Bayesian Inference Accelerator for Spiking Neural Networks
Prabodh Katti, Anagha Nimbekar, Chen Li, Amit Acharyya, Bashir M. Al-Hashimi, Bipin Rajendran
TL;DR
This work tackles calibrated uncertainty in edge inference by designing a hardware-friendly Bayesian Spiking Neural Network (SNN) that uses Bernoulli weights and time-based ensembles for Monte Carlo sampling. It proposes a software-hardware co-design: train a Bayesian binary ANN with full-precision Bernoulli parameters, quantize for hardware, convert to an SNN, and implement on an accelerator with PRNG reuse and 64 processing elements. The approach achieves comparable accuracy to full-precision Bayesian networks while drastically reducing spikes (up to $25\times$ fewer) and shows significant hardware efficiency on a Zynq-7000/FPGA platform with favorable GOPS/DSP and power metrics.

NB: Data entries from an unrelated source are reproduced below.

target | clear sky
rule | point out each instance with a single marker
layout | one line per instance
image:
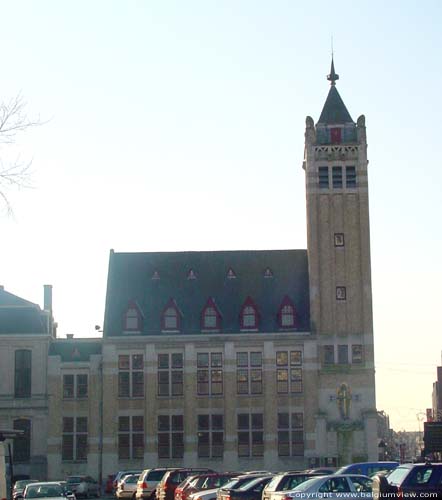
(179, 125)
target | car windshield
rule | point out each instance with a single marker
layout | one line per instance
(73, 479)
(44, 491)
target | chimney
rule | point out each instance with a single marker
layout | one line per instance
(47, 298)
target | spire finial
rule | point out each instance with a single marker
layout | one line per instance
(333, 76)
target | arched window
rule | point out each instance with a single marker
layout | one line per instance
(211, 317)
(287, 314)
(22, 444)
(23, 373)
(171, 317)
(132, 318)
(249, 315)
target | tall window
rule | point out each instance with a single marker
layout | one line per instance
(210, 373)
(170, 436)
(289, 371)
(23, 373)
(22, 444)
(249, 315)
(130, 375)
(290, 434)
(75, 386)
(210, 436)
(249, 372)
(250, 435)
(74, 439)
(323, 178)
(170, 374)
(130, 437)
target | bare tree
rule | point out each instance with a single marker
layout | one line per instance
(13, 173)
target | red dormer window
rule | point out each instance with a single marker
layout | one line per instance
(132, 318)
(336, 135)
(171, 317)
(287, 314)
(210, 317)
(249, 315)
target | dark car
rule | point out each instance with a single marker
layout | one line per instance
(250, 490)
(409, 480)
(286, 481)
(172, 478)
(202, 482)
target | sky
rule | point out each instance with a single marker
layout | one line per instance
(179, 125)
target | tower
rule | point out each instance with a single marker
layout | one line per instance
(340, 277)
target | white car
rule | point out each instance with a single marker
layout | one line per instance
(348, 486)
(48, 490)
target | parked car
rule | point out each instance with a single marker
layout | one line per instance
(171, 479)
(251, 490)
(367, 468)
(422, 480)
(83, 486)
(202, 482)
(276, 488)
(43, 490)
(148, 482)
(19, 487)
(109, 484)
(127, 486)
(122, 473)
(350, 486)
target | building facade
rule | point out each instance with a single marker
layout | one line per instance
(230, 359)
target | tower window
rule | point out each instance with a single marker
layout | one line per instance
(323, 177)
(337, 177)
(336, 135)
(350, 177)
(341, 293)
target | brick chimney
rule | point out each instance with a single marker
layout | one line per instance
(47, 297)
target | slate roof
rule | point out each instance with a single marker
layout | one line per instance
(334, 111)
(18, 315)
(75, 349)
(130, 279)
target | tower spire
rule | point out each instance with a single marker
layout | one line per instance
(333, 76)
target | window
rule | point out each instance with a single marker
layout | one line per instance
(210, 317)
(341, 293)
(75, 386)
(22, 444)
(249, 315)
(287, 314)
(350, 177)
(290, 434)
(343, 354)
(74, 439)
(130, 376)
(23, 373)
(339, 240)
(131, 437)
(170, 436)
(329, 354)
(132, 318)
(249, 372)
(323, 177)
(336, 135)
(356, 353)
(171, 317)
(210, 436)
(250, 435)
(170, 374)
(337, 177)
(288, 372)
(210, 373)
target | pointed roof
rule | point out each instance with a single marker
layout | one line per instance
(334, 110)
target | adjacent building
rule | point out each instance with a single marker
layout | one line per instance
(228, 359)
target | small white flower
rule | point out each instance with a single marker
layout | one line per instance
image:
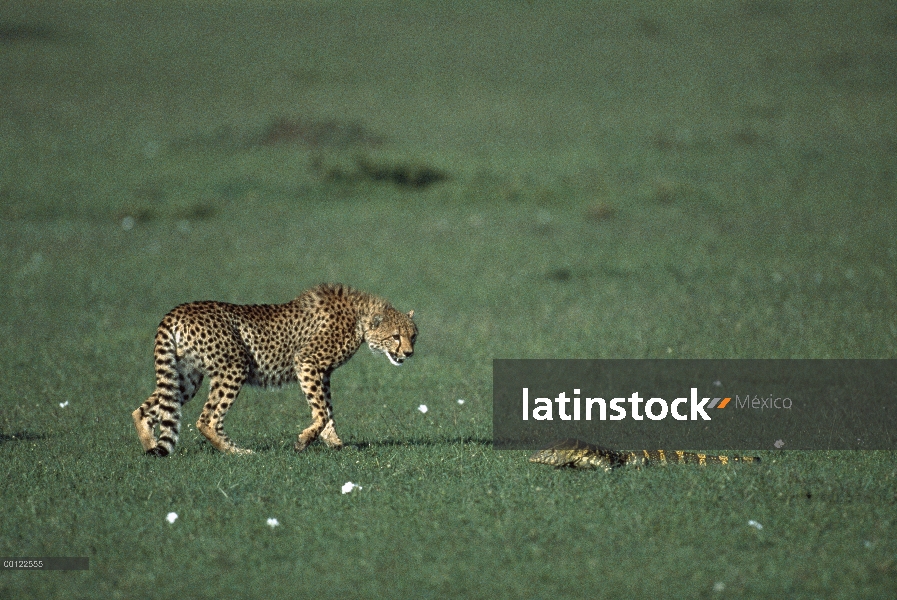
(349, 486)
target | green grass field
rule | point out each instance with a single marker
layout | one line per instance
(680, 180)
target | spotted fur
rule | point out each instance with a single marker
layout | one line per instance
(582, 455)
(266, 345)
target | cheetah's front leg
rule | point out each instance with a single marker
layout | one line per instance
(315, 383)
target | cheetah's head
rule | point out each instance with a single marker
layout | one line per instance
(393, 333)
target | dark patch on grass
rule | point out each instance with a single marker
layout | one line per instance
(406, 175)
(666, 191)
(858, 70)
(329, 133)
(403, 175)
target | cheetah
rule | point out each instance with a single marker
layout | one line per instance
(266, 345)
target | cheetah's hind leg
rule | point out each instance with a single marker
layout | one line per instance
(223, 391)
(329, 437)
(146, 417)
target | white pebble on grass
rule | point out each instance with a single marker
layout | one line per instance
(349, 486)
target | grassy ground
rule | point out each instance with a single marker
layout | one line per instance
(699, 180)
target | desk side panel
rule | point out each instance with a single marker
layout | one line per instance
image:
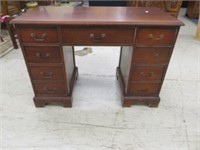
(125, 64)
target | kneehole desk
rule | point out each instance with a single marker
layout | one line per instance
(146, 35)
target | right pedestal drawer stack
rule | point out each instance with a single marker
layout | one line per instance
(150, 58)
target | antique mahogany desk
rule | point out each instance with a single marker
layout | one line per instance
(146, 35)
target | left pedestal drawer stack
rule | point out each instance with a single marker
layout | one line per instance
(43, 54)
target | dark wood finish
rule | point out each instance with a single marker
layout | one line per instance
(147, 40)
(38, 34)
(11, 30)
(43, 54)
(47, 72)
(50, 89)
(98, 36)
(170, 6)
(146, 73)
(10, 7)
(193, 9)
(144, 89)
(151, 55)
(156, 37)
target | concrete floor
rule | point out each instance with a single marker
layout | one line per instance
(97, 121)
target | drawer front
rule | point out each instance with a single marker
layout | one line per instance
(97, 36)
(50, 89)
(151, 55)
(43, 54)
(39, 35)
(47, 73)
(156, 37)
(144, 89)
(147, 73)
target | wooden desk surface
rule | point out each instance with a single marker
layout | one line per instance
(97, 16)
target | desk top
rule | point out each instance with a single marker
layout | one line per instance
(61, 15)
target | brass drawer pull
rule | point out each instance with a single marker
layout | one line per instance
(143, 90)
(47, 75)
(156, 55)
(97, 39)
(50, 91)
(38, 39)
(148, 75)
(151, 36)
(46, 55)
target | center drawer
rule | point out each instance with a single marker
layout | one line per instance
(97, 36)
(47, 72)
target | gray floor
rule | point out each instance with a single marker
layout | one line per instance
(97, 121)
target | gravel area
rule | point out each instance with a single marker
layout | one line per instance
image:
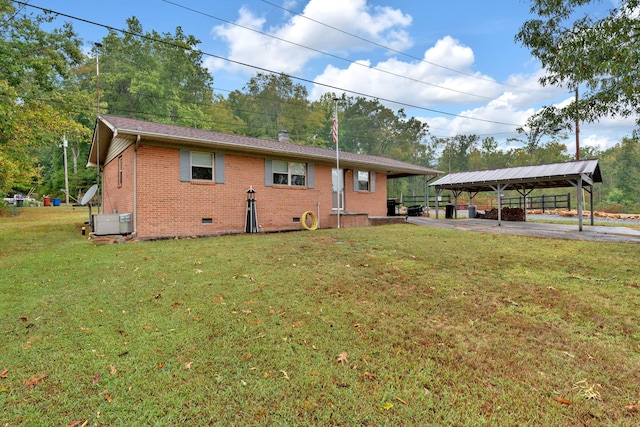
(571, 219)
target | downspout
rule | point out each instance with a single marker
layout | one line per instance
(135, 186)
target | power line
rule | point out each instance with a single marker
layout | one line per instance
(244, 64)
(385, 47)
(358, 63)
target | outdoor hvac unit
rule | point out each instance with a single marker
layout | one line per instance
(105, 224)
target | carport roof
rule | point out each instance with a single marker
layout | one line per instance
(552, 175)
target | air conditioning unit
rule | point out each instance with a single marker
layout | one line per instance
(104, 224)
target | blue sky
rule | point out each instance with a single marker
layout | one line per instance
(458, 57)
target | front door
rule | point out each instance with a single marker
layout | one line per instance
(337, 187)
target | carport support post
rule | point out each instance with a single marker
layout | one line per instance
(499, 188)
(580, 203)
(524, 193)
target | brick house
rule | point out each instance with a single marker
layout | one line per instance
(180, 182)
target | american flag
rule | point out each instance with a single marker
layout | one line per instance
(334, 129)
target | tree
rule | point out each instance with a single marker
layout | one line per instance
(153, 76)
(578, 50)
(270, 103)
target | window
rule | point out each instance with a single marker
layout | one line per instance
(120, 171)
(363, 181)
(289, 173)
(202, 166)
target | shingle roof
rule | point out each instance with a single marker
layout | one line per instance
(183, 136)
(552, 175)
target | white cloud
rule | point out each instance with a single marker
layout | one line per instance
(290, 46)
(417, 82)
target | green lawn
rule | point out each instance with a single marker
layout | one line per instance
(378, 326)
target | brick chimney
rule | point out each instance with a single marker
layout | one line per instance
(283, 136)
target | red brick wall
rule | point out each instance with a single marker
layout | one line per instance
(168, 207)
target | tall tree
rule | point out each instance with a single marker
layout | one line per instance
(577, 49)
(270, 103)
(153, 76)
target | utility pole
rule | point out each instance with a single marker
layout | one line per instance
(66, 170)
(98, 46)
(577, 128)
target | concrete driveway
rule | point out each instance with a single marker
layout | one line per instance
(534, 229)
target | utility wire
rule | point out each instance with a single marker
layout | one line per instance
(350, 61)
(266, 70)
(385, 47)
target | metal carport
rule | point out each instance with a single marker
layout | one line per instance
(580, 174)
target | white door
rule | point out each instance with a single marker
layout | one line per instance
(337, 188)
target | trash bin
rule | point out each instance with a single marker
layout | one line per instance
(415, 210)
(125, 226)
(391, 207)
(449, 209)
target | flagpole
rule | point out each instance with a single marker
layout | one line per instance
(336, 139)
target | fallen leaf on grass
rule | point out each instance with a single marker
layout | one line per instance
(342, 358)
(632, 407)
(386, 406)
(562, 400)
(35, 380)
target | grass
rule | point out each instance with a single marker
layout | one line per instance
(379, 326)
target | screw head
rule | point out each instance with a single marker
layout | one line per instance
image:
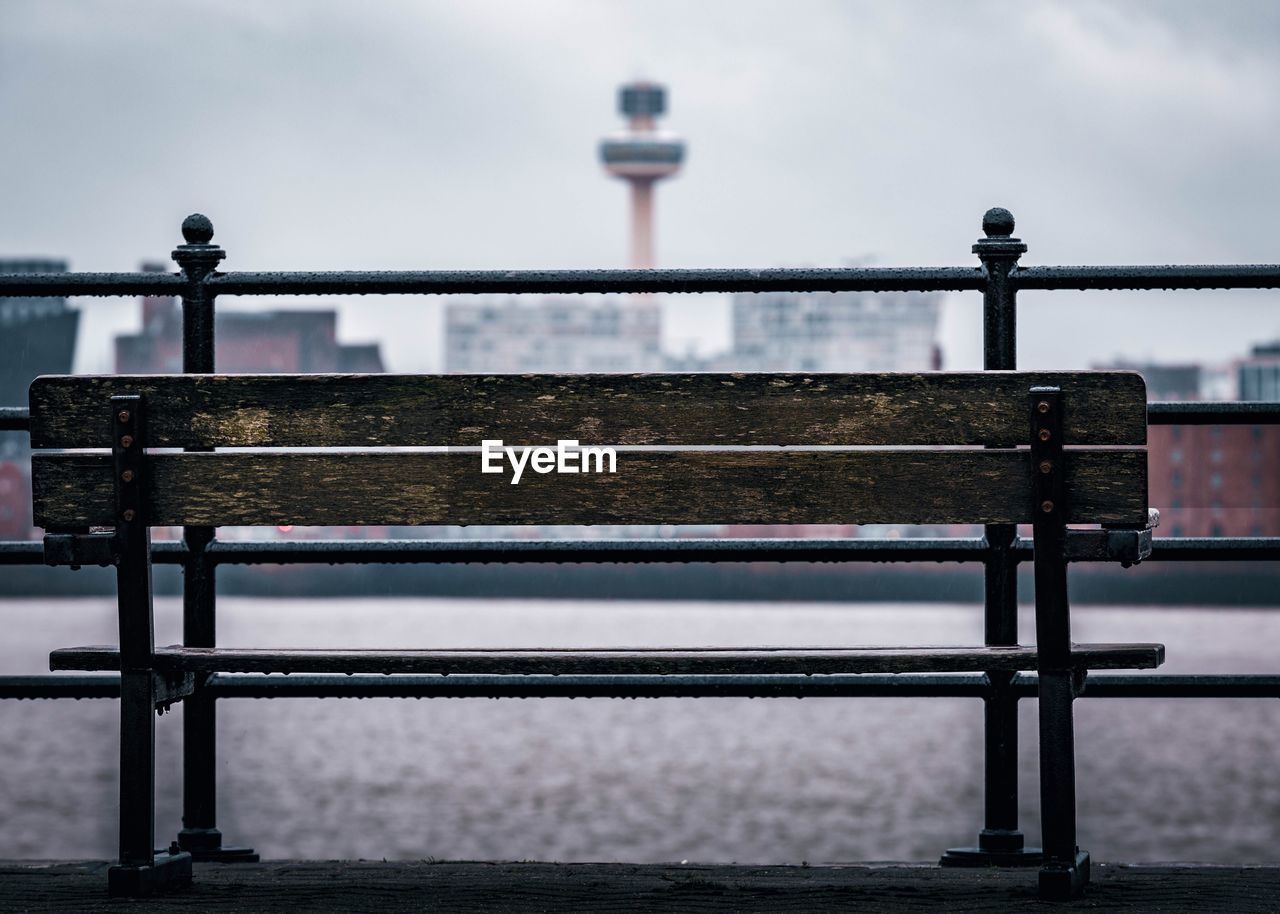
(997, 223)
(197, 229)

Experiments on CIFAR-10 with a Bayesian ResNet-18 demonstrate accurate, well-calibrated predictions within as few as 4 timesteps, improving calibration (ECE) relative to frequentist counterparts. The work highlights a practical route to trustworthy, energy-efficient edge AI by combining Bayesian inference with spike-based computation and hardware-tailored quantization.
Abstract
Bayesian neural networks offer better estimates of model uncertainty compared to frequentist networks. However, inference involving Bayesian models requires multiple instantiations or sampling of the network parameters, requiring significant computational resources. Compared to traditional deep learning networks, spiking neural networks (SNNs) have the potential to reduce computational area and power, thanks to their event-driven and spike-based computational framework. Most works in literature either address frequentist SNN models or non-spiking Bayesian neural networks. In this work, we demonstrate an optimization framework for developing and implementing efficient Bayesian SNNs in hardware by additionally restricting network weights to be binary-valued to further decrease power and area consumption. We demonstrate accuracies comparable to Bayesian binary networks with full-precision Bernoulli parameters, while requiring up to $25\times$ less spikes than equivalent binary SNN implementations. We show the feasibility of the design by mapping it onto Zynq-7000, a lightweight SoC, and achieve a $6.5 \times$ improvement in GOPS/DSP while utilizing up to 30 times less power compared to the state-of-the-art.